Mr MacArthur got up. ‘You’re going to regret this.’ he said and went downstairs to the students’ canteen to dig up some dirt on Mr Morris.
‘Not tests,’ said Wilt adamantly. ‘They’re deceptive.’
‘You think so?’ said Dr Pittman, consultant psychiatrist at the Fenland Hospital and professor of Criminal Psychology at the University. Being plagiocephalic didn’t help either.
‘I should have thought it was obvious.’ said Wilt. ‘You show me an ink-blot and I think it looks like my grandmother lying in a pool of blood, do you honestly think I’m going to be fool enough to say so? I’d be daft to do that. So I say a butterfly sitting on a geranium. And every time it’s the same. I think what it does look like and then say something completely different. Where does that get you?’

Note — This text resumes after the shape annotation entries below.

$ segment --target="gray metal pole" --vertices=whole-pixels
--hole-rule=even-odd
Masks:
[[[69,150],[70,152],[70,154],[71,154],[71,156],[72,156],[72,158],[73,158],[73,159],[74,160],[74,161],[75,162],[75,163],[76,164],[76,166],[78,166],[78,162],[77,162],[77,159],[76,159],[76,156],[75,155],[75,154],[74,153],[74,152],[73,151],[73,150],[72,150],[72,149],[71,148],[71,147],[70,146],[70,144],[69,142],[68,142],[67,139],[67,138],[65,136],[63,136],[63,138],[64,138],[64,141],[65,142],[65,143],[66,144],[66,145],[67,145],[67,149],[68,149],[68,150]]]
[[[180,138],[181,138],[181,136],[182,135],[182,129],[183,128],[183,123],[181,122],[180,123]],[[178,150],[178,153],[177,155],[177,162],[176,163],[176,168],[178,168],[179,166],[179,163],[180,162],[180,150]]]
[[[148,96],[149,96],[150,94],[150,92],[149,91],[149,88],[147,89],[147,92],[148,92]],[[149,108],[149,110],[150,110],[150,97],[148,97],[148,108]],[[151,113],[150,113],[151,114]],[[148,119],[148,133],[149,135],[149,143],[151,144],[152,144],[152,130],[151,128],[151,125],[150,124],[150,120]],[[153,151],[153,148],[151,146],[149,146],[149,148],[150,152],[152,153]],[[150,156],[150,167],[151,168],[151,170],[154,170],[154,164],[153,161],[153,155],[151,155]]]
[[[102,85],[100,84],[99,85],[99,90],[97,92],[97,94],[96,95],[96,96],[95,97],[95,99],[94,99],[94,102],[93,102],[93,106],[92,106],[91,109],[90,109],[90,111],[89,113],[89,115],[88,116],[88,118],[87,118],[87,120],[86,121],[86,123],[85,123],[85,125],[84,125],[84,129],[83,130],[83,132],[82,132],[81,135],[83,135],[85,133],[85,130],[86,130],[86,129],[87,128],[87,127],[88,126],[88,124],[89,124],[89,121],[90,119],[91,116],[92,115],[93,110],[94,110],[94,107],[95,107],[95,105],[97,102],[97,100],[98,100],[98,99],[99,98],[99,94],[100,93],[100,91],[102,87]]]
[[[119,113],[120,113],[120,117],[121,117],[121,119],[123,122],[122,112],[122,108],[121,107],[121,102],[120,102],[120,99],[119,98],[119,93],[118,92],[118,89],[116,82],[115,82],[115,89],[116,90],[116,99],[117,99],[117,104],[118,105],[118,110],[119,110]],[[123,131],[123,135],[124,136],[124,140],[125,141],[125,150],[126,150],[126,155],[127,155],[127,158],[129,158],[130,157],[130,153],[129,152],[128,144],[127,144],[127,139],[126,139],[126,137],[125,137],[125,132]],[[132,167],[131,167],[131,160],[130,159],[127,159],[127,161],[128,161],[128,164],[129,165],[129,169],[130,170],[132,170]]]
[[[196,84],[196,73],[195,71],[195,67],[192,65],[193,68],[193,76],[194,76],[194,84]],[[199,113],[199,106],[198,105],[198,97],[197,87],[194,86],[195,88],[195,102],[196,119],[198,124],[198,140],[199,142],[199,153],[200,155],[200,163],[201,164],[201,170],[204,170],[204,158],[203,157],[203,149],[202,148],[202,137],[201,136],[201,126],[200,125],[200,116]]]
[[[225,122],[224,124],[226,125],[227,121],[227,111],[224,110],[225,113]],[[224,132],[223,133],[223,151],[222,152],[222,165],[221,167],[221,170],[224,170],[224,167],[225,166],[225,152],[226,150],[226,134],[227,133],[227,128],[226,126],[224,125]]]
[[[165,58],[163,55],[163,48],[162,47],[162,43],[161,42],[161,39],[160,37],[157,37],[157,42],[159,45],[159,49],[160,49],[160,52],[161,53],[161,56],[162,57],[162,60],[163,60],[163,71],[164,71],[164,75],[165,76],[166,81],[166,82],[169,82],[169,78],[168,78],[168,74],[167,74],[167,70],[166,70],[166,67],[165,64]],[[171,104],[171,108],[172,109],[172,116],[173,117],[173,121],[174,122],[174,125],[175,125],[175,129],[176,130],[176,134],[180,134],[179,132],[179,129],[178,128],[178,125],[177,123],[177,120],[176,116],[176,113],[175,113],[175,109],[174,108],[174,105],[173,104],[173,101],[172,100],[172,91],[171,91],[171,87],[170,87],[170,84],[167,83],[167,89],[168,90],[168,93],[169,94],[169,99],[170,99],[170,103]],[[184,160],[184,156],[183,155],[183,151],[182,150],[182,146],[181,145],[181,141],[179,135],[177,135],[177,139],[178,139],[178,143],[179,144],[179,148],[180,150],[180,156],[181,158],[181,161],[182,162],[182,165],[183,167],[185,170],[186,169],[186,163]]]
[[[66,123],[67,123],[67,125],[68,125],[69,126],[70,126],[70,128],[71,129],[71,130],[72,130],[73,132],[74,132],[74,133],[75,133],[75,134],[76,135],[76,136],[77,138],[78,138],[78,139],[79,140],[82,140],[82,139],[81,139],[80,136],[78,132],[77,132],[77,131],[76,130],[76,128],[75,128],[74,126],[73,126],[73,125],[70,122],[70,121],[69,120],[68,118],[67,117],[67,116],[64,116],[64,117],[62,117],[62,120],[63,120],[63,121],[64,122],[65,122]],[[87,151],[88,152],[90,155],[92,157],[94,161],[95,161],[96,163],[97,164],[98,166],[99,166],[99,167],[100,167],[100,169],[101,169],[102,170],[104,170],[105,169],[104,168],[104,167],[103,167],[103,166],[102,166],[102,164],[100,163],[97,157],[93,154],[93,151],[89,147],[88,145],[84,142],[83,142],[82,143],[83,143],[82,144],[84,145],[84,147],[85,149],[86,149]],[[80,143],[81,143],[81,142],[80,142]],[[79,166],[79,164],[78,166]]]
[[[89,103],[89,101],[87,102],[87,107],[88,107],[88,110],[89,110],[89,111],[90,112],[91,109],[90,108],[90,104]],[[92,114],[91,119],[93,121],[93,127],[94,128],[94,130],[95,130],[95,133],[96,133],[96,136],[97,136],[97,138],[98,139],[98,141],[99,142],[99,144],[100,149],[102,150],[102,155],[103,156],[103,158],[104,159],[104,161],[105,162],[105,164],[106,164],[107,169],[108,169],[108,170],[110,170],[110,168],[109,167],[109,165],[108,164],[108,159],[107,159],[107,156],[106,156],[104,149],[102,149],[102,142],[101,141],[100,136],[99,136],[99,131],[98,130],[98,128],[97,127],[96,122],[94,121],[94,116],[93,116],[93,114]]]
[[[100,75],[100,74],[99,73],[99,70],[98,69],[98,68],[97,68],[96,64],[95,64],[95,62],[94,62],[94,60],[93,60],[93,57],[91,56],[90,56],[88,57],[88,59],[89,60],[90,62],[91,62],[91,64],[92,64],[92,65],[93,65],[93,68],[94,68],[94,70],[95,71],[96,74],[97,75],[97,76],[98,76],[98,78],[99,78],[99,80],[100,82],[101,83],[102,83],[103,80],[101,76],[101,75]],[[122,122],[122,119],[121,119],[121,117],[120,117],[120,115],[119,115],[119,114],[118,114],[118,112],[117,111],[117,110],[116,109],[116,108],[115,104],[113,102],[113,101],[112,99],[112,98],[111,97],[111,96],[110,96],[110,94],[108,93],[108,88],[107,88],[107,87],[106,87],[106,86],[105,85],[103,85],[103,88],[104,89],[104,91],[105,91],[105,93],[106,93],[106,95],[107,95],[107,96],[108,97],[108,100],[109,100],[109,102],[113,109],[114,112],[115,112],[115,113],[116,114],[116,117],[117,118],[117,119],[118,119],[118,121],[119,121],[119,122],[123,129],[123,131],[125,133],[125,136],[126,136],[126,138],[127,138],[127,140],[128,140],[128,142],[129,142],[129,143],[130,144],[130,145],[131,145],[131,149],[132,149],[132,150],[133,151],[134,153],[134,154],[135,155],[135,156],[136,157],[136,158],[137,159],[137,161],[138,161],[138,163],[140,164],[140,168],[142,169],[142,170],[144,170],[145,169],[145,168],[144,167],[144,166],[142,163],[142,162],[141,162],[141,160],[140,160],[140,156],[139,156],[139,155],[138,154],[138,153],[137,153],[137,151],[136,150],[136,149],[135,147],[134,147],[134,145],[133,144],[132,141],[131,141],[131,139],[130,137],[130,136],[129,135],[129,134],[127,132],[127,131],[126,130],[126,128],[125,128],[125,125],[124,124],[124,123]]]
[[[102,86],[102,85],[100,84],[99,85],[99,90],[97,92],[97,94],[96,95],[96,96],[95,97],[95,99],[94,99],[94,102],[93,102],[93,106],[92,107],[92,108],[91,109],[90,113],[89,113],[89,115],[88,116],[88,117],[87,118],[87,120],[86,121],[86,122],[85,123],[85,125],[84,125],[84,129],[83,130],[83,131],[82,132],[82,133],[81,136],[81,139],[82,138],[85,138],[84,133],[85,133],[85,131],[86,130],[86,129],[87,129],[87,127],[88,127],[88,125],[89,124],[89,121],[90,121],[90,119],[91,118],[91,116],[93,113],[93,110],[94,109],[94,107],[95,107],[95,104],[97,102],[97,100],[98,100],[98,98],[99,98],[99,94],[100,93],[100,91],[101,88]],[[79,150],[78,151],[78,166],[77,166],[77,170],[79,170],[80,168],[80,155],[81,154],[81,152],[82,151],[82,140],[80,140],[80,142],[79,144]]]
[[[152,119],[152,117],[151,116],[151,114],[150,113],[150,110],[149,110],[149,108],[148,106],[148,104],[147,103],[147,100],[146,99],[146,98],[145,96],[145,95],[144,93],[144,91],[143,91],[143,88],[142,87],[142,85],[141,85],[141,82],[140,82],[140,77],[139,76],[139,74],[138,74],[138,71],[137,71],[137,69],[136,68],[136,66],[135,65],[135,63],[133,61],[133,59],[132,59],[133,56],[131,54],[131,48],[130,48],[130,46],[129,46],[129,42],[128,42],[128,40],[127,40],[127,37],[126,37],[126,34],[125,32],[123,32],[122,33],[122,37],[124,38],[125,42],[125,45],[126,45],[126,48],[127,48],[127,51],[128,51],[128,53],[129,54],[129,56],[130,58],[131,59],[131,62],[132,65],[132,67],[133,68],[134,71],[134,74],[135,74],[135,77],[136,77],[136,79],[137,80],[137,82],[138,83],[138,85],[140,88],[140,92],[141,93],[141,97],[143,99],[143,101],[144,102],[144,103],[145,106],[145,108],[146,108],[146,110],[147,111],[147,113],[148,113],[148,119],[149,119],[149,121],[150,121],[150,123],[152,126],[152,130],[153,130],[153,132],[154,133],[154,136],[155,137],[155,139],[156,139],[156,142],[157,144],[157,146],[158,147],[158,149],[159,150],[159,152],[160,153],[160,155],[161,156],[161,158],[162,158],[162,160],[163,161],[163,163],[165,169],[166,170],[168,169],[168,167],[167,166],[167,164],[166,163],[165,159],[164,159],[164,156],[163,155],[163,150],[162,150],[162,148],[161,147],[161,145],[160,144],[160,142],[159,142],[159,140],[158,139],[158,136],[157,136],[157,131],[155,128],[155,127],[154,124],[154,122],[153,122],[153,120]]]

‘It is still possible to infer something from that,’ said Dr Pittman.
‘Well, you don’t need a bloody ink-blot to infer, do you?’ said Wilt. Dr Pittman made a note of Wilt’s interest in blood. ‘You can infer things from just looking at the shape of people’s heads.’
Dr Pittman polished his glasses grimly. Heads were not things he liked inferences to be drawn from. ‘Mr Wilt,’ he said, ‘I am here at your request to ascertain your sanity and in particular to give an opinion as to whether or not I consider you capable of murdering your wife and disposing of her body in a singularly revolting and callous fashion. I shall not allow anything you may say to influence my ultimate and objective findings.’
Wilt looked perplexed. ‘I must say you’re not giving yourself much room for manoeuvre. Since we’ve dispensed with mechanical aids like tests I should have thought what I had to say would be the only thing you could go on. Unless of course you’re going to read the bumps on my head. Isn’t that a bit old-fashioned?’
‘Mr Wilt,’ said Dr Pittman, ‘the fact that you clearly have a sadistic streak and take pleasure in drawing attention to other people’s physical infirmities in no way dispose me to conclude you are capable of murder…’
‘Very decent of you,’ said Wilt, ‘though frankly I’d have thought anyone was capable of murder given the right, or to be precise the wrong, circumstances.’
Dr Pittman stifled the impulse to say how right he was. Instead he smiled prognathously. ‘Would you say you are a rational man, Henry?’ he asked.
Wilt frowned. ‘Just stick to Mr Wilt if you don’t mind. This may not be a paid consultation but I prefer a little formality’
Dr Pittman’s smile vanished. ‘You haven’t answered my question.’
‘No, I wouldn’t say I was a rational man,’ said Wilt.